Muchos se engañan en esto: el Credo no es una pura enumeración de proposiciones abstractas; cuenta la historia desde el principio de las cosas visibles e invisibles creadas por el Padre; fija en el tiempo la Encarnación, nacimiento y pasión del Hijo (bajo Poncio Pilato), y después la resurrección al tercer día; muestra, por fin, cómo el Espíritu, enviado en Pentecostés, hace que la I. aparezca ante el mundo, la hace progresar y la conduce al término final de la vida eterna.

A lo largo del A. T. la Revelación misma crece, y si hoy, en la plenitud de los tiempos que ya ha comenzado, ningún elemento nuevo le es añadido, debemos, sin embargo, penetrar cada vez más en la inteligencia del misterio eclesial adaptando a él toda nuestra vida temporal. Una definición estática de la I. sería falsa desde el momento en que la 1. está en marcha. Por otra parte, el Señor la acompaña según su promesa formal de estar siempre con sus, discípulos. La esencia de la I. implica el movimiento; sin ello, sería inercia y muerte. Esto no quiere decir de ninguna manera que el movimiento se degrade en mutaciones indefinidas y sustituya a la institución un acontecimiento o una serie de acontecimientos en punteado, sin consistencia ni continuidad. Mas para pensar con precisión, es necesario reflexionar bajo la luz siempre más abundante del Espíritu de verdad. La Escritura inserta este avance «de luz en luz» en el corazón del misterio desvelado por el Espíritu; no hay motivo, por consiguiente, para escandalizarse o para entristecerse por el hecho de que la 1. no permanezca inmóvil; su fundamento no se mueve, porque este fundamento o esta piedra angular es Cristo; y si Jesús ha fundado su 1. inquebrantable sobre la roca de Pedro, es para que éste y sus sucesores dirijan la I. peregrinante y, por consiguiente, en marcha, con una perfecta fidelidad a la fe, a pesar de los incidentes de la ruta que no deben asustarnos ni hacernos titubear.

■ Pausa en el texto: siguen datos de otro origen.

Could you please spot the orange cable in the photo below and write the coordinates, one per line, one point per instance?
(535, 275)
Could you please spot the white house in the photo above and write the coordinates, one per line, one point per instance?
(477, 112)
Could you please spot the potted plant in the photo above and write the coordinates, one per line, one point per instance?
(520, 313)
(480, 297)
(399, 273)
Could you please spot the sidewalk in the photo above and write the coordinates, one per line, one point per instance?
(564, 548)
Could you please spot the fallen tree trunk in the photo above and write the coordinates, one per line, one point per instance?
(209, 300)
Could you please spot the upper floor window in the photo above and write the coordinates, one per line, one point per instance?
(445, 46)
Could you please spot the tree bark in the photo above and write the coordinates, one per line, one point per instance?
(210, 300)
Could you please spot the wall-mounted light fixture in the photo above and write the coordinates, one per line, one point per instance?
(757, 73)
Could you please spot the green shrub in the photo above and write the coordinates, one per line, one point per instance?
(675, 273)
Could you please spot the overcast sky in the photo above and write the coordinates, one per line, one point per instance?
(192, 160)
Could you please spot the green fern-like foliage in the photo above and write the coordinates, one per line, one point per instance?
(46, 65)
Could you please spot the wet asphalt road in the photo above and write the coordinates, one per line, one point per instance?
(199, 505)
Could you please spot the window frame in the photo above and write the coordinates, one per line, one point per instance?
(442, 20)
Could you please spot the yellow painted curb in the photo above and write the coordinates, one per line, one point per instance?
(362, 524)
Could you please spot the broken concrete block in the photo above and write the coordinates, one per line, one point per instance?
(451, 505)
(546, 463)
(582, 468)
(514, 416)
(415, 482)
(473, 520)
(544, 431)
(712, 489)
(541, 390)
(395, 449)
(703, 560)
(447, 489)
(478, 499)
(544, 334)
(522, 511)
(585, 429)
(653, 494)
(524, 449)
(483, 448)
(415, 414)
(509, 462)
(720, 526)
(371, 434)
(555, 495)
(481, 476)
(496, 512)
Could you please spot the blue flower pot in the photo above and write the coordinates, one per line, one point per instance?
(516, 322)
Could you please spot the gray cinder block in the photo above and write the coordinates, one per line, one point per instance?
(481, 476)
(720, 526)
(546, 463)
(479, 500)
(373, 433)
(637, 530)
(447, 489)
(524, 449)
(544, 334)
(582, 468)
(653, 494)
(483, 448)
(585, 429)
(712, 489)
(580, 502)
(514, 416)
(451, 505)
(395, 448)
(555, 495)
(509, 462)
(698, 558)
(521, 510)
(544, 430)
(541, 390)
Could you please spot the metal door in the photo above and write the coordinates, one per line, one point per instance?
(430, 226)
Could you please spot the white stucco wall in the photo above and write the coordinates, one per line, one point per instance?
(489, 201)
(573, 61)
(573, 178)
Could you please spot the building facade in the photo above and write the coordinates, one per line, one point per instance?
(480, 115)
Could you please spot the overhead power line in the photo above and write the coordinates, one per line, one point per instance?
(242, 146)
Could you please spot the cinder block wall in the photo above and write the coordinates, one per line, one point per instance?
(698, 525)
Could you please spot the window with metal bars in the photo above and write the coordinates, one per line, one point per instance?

Las dificultades pueden asaltarnos, y no siempre descubrimos inmediatamente la solución deseada, pero ninguna de ellas nos hunde en la duda consentida y mortal.

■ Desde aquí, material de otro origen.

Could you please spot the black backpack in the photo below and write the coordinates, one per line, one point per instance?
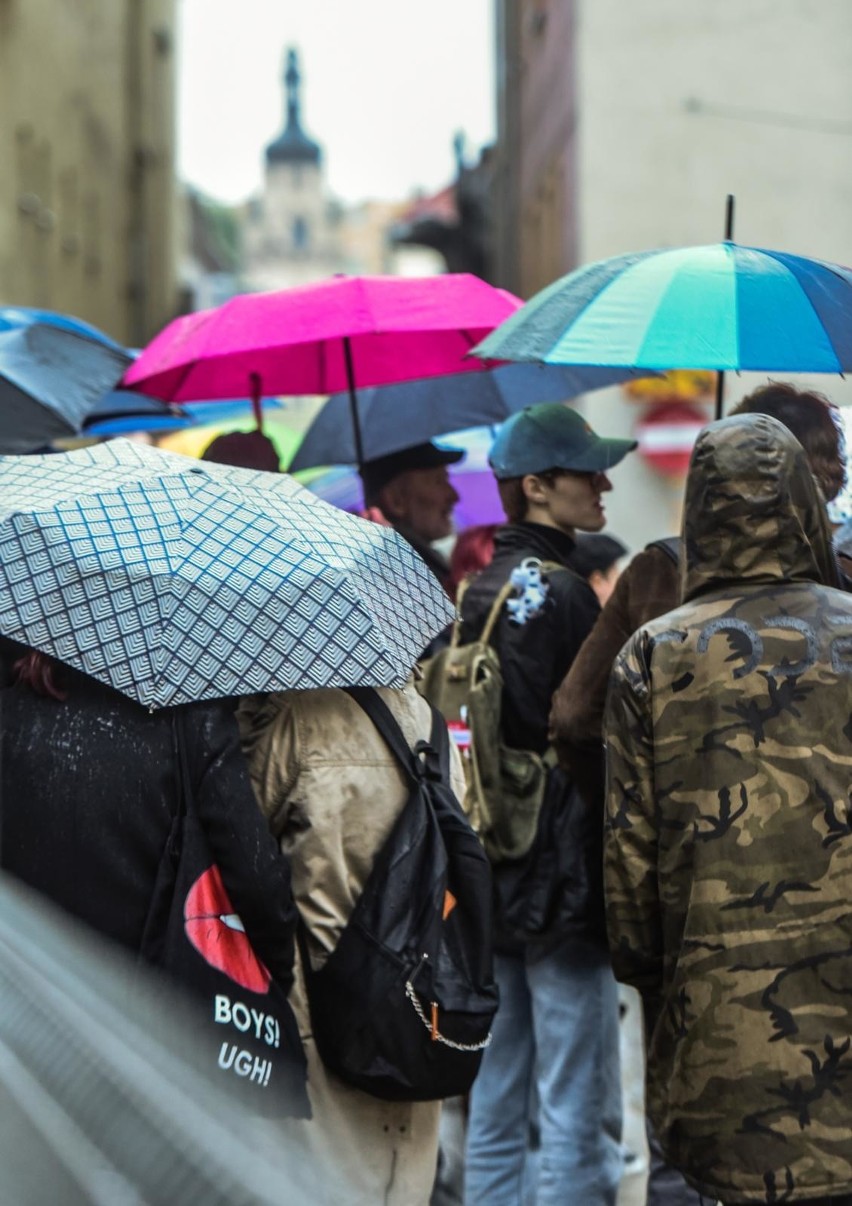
(403, 1006)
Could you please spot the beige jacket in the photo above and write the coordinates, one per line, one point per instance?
(332, 791)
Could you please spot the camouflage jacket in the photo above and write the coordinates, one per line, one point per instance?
(728, 847)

c) La sociedad contemporánea, al menos en los países industrializados que son generalmente de antigua cristiandad, no sostiene ya, por medio de sus instituciones y de sus modos generales de pensar y de obrar, ni a la I. ni al comportamiento cristiano del bautizado individual. En otro tiempo era el no-creyente el que se oponía a su ambiente; hoy, con mucha frecuencia, es el cristiano convencido el que desempeña el papel de no-conformista en medio de la ciudad secularizada. Con matices diversos, la situación es la misma en los países de la diáspora católica, en las jóvenes iglesias, y en las regiones . a las que apenas ha llegado la predicación evangélica. Para ser un verdadero fiel, es necesario hoy día un temple de carácter que trascienda lo vulgar. Más que hasta ahora, tal vez, la personalidad cristiana debe edificarse y hacerse valer: lo que paradójicamente, quizá, exige más que nunca el espíritu comunitario; porque ser una personalidad no significa de ninguna manera encerrarse en el aislamiento sino, al contrario, abrirse a una fraternidad sin límites. Nada de extraño, por consiguiente, que el renacimiento del rico concepto de I. ponga de relieve tanto el compromiso personal como el espíritu de servicio; por otra parte, el uno no va sin el otro; pero no perdamos de vista que si Cristo ha sido perfectamente «el hombre-para-losotros», es porque era sin ninguna restricción «el hombreante-Dios», el Hijo predilecto y amorosísimo de su Padre.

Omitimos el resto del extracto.